Par ailleurs, ces nominations confirment la montée en puissance des partis d’extrême-droite au sein du Parlement européen. Depuis l’arrivée de Giorgia Meloni, le PPE et CRE ont pu s’accorder sur des votes communs comme sur le texte sur la restauration de la nature ou mi-novembre sur le texte relatif à l’importation de produits issus de la déforestation. « Ce n’est pas un revirement majeur dans la mesure où CRE a déjà obtenu des vice-présidences au Parlement européen. Cependant, c’est la confirmation que le groupe de Giorgia Meloni n’est pas derrière le cordon sanitaire, contrairement au groupe du Rassemblement national », explique Francisco Roa Bastos.

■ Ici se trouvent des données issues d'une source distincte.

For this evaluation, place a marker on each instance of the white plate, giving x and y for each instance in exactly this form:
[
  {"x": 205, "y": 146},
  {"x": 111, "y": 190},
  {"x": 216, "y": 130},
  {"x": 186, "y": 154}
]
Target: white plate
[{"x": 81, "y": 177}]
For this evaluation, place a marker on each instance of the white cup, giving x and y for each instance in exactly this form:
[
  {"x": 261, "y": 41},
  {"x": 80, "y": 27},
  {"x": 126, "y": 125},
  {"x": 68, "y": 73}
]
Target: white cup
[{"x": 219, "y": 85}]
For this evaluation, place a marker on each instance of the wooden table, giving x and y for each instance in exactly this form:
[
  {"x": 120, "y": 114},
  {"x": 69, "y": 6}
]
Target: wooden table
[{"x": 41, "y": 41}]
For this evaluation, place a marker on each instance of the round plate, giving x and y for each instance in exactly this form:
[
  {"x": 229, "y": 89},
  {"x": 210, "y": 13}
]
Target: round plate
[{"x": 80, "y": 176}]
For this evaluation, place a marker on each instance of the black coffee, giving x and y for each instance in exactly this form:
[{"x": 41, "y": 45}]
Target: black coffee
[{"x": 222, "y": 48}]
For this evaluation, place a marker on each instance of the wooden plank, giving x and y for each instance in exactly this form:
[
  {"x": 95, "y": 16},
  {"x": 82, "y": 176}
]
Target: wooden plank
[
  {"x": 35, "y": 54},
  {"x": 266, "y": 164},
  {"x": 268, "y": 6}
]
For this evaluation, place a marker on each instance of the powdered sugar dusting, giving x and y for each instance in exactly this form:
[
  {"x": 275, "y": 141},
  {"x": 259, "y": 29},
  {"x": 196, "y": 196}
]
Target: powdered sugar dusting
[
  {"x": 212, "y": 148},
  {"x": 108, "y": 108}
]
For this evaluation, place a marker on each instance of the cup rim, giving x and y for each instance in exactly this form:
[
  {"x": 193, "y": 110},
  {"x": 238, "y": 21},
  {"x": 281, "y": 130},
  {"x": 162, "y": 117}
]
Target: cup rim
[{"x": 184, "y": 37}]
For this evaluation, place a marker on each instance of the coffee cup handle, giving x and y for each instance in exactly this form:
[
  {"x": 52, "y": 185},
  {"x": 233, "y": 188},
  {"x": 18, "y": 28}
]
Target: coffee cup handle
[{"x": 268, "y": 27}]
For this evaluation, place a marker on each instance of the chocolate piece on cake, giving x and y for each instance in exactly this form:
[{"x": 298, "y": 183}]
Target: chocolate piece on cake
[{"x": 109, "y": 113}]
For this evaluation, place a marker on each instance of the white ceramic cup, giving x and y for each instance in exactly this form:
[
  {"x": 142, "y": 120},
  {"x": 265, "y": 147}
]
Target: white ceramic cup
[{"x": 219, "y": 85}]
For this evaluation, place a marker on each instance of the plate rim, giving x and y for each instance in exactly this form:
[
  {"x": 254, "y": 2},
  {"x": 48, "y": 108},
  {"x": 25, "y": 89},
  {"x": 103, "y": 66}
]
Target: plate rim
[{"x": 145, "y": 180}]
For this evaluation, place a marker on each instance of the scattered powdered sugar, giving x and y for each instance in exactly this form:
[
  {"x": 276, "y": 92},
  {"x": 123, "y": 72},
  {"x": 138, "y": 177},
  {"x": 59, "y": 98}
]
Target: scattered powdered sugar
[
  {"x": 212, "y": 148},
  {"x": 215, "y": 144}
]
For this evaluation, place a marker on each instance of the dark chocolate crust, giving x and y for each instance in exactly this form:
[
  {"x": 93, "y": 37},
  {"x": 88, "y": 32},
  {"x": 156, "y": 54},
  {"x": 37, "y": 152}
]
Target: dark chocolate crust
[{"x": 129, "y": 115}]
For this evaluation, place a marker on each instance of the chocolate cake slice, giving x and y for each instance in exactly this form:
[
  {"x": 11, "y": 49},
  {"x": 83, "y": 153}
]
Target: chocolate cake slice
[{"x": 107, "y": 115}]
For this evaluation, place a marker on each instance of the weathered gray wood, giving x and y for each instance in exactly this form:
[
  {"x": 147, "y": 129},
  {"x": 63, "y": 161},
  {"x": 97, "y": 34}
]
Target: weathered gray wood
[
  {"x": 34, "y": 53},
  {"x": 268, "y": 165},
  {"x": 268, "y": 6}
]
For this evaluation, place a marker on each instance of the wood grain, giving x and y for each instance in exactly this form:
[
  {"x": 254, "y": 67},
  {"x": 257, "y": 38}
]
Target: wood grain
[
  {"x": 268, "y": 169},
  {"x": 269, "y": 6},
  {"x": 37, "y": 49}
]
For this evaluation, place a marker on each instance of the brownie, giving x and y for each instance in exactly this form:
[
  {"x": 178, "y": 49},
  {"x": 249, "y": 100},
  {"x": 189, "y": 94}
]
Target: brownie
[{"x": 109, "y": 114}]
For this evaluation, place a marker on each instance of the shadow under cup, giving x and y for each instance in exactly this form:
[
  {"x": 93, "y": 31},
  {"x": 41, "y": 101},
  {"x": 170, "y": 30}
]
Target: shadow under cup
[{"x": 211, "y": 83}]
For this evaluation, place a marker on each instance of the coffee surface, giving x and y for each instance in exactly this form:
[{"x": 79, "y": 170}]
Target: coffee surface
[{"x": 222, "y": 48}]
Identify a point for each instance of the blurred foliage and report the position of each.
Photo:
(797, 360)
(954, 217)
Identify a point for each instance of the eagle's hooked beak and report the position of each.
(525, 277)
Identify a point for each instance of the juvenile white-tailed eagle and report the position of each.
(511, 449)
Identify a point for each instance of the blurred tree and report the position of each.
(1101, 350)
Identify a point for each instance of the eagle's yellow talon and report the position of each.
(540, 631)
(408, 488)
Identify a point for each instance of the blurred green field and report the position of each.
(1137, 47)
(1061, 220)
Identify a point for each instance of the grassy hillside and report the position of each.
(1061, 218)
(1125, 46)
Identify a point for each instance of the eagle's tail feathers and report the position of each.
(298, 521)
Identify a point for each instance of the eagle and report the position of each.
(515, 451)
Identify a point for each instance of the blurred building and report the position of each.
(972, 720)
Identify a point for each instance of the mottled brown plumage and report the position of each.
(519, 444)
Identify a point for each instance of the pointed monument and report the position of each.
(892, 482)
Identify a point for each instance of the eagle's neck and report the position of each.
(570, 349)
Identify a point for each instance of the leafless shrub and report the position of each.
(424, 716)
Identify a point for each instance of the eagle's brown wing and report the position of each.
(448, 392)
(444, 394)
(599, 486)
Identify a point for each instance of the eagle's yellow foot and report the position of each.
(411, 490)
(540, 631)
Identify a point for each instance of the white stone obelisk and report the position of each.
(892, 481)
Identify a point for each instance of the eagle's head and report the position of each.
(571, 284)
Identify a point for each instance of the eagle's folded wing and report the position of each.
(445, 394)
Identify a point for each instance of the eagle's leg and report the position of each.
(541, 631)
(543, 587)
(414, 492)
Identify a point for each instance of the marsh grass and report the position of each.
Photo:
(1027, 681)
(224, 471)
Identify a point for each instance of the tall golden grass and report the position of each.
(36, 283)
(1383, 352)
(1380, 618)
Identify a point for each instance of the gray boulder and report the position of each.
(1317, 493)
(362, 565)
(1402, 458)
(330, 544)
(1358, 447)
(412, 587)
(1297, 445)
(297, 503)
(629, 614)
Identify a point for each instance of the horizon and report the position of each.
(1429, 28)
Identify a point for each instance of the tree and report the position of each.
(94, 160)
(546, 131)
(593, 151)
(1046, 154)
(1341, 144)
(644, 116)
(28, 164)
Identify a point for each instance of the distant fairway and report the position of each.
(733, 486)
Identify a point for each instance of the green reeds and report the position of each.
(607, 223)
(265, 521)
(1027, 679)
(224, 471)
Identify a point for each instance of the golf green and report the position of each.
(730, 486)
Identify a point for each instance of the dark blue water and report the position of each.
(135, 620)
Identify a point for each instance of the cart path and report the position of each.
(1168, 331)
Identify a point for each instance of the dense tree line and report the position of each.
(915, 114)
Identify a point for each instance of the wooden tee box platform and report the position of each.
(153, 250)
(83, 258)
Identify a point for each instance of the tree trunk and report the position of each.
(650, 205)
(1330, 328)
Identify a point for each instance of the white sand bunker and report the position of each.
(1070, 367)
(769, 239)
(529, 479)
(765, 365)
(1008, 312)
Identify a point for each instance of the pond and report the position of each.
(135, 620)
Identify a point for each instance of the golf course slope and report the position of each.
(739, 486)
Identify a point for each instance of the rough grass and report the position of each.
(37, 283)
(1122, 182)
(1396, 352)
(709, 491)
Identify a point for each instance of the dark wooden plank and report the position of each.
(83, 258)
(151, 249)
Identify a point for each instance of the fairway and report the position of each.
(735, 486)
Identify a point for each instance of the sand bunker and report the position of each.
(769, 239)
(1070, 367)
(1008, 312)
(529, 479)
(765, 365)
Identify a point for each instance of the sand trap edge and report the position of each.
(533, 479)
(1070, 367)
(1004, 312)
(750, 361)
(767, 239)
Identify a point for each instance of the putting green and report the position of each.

La candidate espagnole acceptée par le PPE
Suite aux réserves des libéraux et des sociaux-démocrates sur la nomination de Raffaele Fitto, la droite européenne a voulu écarter la candidate espagnole, Teresa Ribera. La droite espagnole, composante centrale du PPE, a notamment exigé de l’ancienne ministre de l’environnement qu’elle réponde aux questions des parlementaires espagnols sur sa responsabilité après les inondations dans la région de Valence. Si l’ancienne ministre a accepté, elle a néanmoins refusé la deuxième condition consistant à démissionner de son poste de commissaire si des poursuites judiciaires étaient engagées. « Ce qui a mis le feu aux poudres c’est la prise en compte dans les débats des enjeux nationaux espagnols, c’est toujours un peu le cas dans les auditions. Il y a régulièrement un télescopage des intérêts européens et nationaux », relève Francisco Roa Bastos.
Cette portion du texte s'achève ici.